African Guarantee Fund’s Group Chief Executive Officer Jules Ngankam said their aim was to provide a holistic solution by reinforcing human and financial capital, so that women entrepreneurs could fully contribute to the growth of our continent.
“In addition to the AFAWA Guarantee for Growth, we also provide tailored technical assistance to our partner financial institutions to develop their women SME lending portfolios,” Ngankam said.
More than 300 of the continents’ leading bankers, regulators and policymakers attended the African Banker Awards, now in its 17th edition. Another highlight of the evening was African Development Bank head Dr Akinwumi Adesina presenting the award for “Finance Minister of the Year.”

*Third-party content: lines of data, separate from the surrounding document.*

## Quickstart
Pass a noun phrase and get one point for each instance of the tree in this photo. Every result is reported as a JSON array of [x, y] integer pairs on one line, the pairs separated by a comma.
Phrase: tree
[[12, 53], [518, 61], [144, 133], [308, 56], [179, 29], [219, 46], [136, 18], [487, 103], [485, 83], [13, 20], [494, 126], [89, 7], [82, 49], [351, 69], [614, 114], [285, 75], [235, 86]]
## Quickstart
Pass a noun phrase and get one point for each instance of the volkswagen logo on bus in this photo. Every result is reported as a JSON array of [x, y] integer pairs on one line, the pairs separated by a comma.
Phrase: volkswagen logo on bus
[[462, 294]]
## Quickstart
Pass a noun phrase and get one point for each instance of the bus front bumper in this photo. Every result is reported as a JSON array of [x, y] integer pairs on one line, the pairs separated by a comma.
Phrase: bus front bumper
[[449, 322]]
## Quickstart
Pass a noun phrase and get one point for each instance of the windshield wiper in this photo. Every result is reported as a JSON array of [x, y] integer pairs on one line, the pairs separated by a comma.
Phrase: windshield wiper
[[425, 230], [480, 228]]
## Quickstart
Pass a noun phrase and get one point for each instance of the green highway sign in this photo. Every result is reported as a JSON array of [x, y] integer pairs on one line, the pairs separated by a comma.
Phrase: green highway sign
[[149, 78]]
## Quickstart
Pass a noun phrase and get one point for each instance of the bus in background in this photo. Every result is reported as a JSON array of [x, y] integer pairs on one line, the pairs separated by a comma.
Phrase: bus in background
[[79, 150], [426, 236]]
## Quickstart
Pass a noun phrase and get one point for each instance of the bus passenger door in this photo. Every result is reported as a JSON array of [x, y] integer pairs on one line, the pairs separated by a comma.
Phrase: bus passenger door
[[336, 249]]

As the music played after Adesina announced the winner, both he and honouree Enoch Godongwana, South Africa’s Minister of Finance, took a moment to dance to the beat before Adesina handed over the award.
Bank Secretary General Professor Vincent Nmehielle presented an award to Afreximbank for being named “Africa Bank of the Year.”
“This year’s award ceremony is a testament not only to the vibrancy and dynamism of Africa’s banking industry but also its increasing diversity,” said Omar Ben Yedder, Committee Chairman and Group Publisher at IC Publications, publishers of African Banker.
Letshego Microfinance Bank Nigeria, in Lagos, is part of the larger Letshego Group. The Letshego Group is an African multinational, first opening its doors in Botswana more than 21 years ago by offering loans to government employees.
Today the Group employs more than 3,000 people and operates in 11 sub-Saharan African markets including Nigeria.
AFAWA is supported by various development partners including the G7 countries (France, Canada, Italy, Germany and the European Commission), the Netherlands, Sweden, and the Women Entrepreneurship Finance Initiative (We-Fi) of the World Bank Group.